I’d have a section at the top which describes what this all means. What I mean by that is that if we are waiting for a hook, then if that hook rejects the job, that reject will make it back to the scheduler. If this happens, the scheduler will know those resources are not used and they are available for the rest of the cycle. If we don’t wait on a hook, those resources will be considered to be used for the rest of the cycle. At the start of the next cycle, we will see they are not and start over.

In the different settings, I’d be explicit on what hooks we are waiting on. For svr_hooks, we’re waiting on runjob_hook. For exec_hooks, we’re waiting on the runjob_hook and the execjob_begin hook.

I’d rephrase the guidance at the bottom. Say if the none setting is used, then we are waiting on neither hook. This means that we assume the resources for the job are used for the rest of the cycle. Start off by saying if the execjob_begin hook consistently rejects the job, once the runcount > 20, the job will be held. This will not happen for the runjob hook. If the runjob hook consistently rejects the job, those resources will not be used and the system will be underutilized. You can then go on to your advice about what to do.

As a note, you still have throughput_mode=low/med/high in places throughout the design.

In the internals, don’t just say the batch requests, also say the IFL calls. Also, do you want to add something about the new IFL call which is replacing pbs_asyrunjob()?

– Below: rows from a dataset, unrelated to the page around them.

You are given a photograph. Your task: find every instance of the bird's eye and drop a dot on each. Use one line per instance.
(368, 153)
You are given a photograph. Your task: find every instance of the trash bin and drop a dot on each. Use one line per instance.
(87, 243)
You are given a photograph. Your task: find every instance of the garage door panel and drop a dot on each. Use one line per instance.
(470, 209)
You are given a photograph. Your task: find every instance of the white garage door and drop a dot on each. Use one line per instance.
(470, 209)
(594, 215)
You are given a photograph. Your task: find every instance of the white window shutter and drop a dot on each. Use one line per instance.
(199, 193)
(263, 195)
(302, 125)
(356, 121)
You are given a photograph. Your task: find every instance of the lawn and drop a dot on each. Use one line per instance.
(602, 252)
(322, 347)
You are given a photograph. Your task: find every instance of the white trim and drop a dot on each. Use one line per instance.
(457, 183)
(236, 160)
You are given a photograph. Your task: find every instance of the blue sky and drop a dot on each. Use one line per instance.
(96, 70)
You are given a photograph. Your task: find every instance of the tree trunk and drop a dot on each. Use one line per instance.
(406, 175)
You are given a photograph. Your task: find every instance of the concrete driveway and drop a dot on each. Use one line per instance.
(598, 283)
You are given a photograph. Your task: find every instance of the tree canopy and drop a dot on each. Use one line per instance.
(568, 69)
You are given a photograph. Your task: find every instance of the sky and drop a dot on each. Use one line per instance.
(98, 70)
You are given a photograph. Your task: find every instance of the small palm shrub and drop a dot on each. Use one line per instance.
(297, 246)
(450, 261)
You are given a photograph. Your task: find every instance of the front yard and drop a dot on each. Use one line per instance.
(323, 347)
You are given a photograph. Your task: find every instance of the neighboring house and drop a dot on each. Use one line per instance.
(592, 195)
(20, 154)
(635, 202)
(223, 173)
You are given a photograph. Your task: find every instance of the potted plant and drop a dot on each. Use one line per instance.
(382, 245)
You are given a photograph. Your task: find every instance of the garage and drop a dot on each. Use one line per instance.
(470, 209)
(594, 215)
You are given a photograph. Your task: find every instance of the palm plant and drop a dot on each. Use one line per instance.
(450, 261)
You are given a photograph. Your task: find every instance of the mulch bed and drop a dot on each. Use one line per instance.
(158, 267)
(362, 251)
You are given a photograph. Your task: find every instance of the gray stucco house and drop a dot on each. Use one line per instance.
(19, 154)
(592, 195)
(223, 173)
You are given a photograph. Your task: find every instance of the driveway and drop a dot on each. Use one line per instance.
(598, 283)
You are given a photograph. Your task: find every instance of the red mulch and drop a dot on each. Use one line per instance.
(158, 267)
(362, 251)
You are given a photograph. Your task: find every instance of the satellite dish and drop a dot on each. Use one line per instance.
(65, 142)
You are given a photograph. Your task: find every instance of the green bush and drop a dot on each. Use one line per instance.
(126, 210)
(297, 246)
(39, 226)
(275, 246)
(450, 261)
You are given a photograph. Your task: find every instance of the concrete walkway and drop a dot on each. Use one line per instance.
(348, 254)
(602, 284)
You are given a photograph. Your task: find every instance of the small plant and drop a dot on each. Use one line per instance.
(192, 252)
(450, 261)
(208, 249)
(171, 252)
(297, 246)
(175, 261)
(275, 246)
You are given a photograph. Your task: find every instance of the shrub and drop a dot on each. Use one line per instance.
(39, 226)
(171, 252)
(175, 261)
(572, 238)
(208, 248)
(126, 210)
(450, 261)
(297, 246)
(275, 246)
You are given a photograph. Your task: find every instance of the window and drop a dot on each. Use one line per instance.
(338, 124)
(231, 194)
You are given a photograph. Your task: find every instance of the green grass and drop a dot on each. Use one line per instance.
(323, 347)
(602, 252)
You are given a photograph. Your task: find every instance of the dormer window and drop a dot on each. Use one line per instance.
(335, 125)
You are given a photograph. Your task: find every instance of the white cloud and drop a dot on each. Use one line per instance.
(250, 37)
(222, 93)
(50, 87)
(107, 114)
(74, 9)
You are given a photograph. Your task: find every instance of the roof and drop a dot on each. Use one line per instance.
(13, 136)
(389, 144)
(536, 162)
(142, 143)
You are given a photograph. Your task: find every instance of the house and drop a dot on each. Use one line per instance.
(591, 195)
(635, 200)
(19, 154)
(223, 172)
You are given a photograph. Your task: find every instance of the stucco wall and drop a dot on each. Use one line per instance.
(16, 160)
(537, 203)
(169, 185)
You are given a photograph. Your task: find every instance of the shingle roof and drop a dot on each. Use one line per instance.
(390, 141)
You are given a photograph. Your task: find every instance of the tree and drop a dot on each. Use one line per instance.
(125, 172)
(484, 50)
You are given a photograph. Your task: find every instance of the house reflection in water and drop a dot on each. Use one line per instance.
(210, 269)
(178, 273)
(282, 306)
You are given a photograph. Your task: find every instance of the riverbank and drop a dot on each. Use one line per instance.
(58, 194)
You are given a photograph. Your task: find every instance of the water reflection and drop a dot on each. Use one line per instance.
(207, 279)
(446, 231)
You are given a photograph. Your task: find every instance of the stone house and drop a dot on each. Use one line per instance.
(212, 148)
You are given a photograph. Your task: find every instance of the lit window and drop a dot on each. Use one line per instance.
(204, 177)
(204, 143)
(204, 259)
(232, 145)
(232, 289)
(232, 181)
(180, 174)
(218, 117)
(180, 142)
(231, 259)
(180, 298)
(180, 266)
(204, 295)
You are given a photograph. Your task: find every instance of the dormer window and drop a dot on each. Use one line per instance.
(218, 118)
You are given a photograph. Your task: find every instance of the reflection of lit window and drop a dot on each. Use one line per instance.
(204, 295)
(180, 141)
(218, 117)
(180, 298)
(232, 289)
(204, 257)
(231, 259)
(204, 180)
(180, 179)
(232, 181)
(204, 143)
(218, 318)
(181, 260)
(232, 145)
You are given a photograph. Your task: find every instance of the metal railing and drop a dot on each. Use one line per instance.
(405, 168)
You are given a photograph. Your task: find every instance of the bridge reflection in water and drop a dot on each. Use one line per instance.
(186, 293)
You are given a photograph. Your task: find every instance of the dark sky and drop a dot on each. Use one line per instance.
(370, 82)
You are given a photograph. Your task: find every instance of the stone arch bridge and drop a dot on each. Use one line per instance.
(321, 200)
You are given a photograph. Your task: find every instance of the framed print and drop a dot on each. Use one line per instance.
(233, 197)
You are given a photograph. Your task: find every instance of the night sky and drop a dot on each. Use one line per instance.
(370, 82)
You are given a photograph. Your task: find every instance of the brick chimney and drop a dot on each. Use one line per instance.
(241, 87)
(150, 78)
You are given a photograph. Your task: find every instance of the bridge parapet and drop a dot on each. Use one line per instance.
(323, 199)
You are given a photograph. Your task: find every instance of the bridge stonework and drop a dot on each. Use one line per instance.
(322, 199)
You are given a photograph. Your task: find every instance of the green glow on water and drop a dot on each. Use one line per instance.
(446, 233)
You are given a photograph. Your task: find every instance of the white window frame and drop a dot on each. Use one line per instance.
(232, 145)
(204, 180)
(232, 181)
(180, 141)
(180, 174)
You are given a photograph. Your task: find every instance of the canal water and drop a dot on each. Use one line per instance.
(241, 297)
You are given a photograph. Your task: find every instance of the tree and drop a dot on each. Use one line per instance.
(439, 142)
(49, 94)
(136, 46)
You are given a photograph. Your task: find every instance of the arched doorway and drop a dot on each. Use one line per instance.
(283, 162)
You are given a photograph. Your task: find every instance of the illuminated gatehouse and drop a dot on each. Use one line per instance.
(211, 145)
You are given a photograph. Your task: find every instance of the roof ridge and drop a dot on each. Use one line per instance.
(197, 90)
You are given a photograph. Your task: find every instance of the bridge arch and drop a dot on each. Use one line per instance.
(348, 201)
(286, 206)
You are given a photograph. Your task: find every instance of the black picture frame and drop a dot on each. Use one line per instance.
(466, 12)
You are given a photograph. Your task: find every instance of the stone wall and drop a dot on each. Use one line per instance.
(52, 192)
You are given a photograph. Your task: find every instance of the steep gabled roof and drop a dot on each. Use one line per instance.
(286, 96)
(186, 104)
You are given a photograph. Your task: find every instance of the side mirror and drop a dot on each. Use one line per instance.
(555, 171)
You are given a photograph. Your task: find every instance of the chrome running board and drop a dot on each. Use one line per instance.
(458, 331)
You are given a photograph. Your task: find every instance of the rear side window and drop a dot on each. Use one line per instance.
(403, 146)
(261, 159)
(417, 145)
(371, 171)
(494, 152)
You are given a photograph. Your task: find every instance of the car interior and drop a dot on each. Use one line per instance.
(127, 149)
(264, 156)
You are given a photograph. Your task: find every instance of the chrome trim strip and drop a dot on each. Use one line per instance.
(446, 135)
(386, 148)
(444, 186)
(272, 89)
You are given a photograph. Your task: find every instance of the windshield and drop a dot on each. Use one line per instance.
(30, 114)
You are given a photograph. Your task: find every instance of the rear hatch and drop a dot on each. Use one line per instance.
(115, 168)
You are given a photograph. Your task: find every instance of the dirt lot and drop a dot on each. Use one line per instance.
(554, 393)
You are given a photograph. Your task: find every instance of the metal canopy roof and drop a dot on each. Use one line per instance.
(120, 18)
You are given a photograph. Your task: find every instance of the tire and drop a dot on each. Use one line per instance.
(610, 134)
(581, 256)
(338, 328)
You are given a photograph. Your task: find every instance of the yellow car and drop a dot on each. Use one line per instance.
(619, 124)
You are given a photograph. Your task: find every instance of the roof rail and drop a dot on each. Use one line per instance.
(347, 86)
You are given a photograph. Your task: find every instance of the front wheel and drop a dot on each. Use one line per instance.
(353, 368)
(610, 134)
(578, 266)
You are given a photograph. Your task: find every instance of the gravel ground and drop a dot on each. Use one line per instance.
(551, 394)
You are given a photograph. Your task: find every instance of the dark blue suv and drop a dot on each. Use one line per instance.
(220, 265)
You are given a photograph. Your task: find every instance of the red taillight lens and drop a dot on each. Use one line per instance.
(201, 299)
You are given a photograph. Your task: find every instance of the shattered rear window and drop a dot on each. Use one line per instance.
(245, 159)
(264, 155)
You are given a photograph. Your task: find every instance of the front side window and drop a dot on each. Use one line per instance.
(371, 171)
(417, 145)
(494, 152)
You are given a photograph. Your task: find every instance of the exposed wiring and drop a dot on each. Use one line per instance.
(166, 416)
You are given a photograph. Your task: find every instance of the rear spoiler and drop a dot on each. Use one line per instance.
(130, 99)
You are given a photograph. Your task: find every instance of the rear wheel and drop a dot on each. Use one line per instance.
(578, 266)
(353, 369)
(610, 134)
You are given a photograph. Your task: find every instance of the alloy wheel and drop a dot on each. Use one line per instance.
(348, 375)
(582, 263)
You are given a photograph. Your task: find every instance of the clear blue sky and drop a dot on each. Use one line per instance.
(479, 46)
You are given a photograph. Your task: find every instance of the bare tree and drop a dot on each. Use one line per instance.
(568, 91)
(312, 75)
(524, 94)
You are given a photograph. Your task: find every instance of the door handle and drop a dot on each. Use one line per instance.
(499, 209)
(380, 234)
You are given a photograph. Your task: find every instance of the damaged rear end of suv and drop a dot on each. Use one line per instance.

Thanks @bhroam I’ve added more details about each mode and made each mode specific to the respective hook.

About new IFL call, I don’t really want to make pbs_asynrunjob_ack() a stable, supported, externally visible interface unless it’s necessary. That’s why I’m not documenting it explicitly and just saying that it’ll be the function called to make the new batch_request. I don’t imagine a use case for it outside of the scheduler telling the server to run a job in a certain way, so it’s a purely internal interface in my mind. Let me know what you think.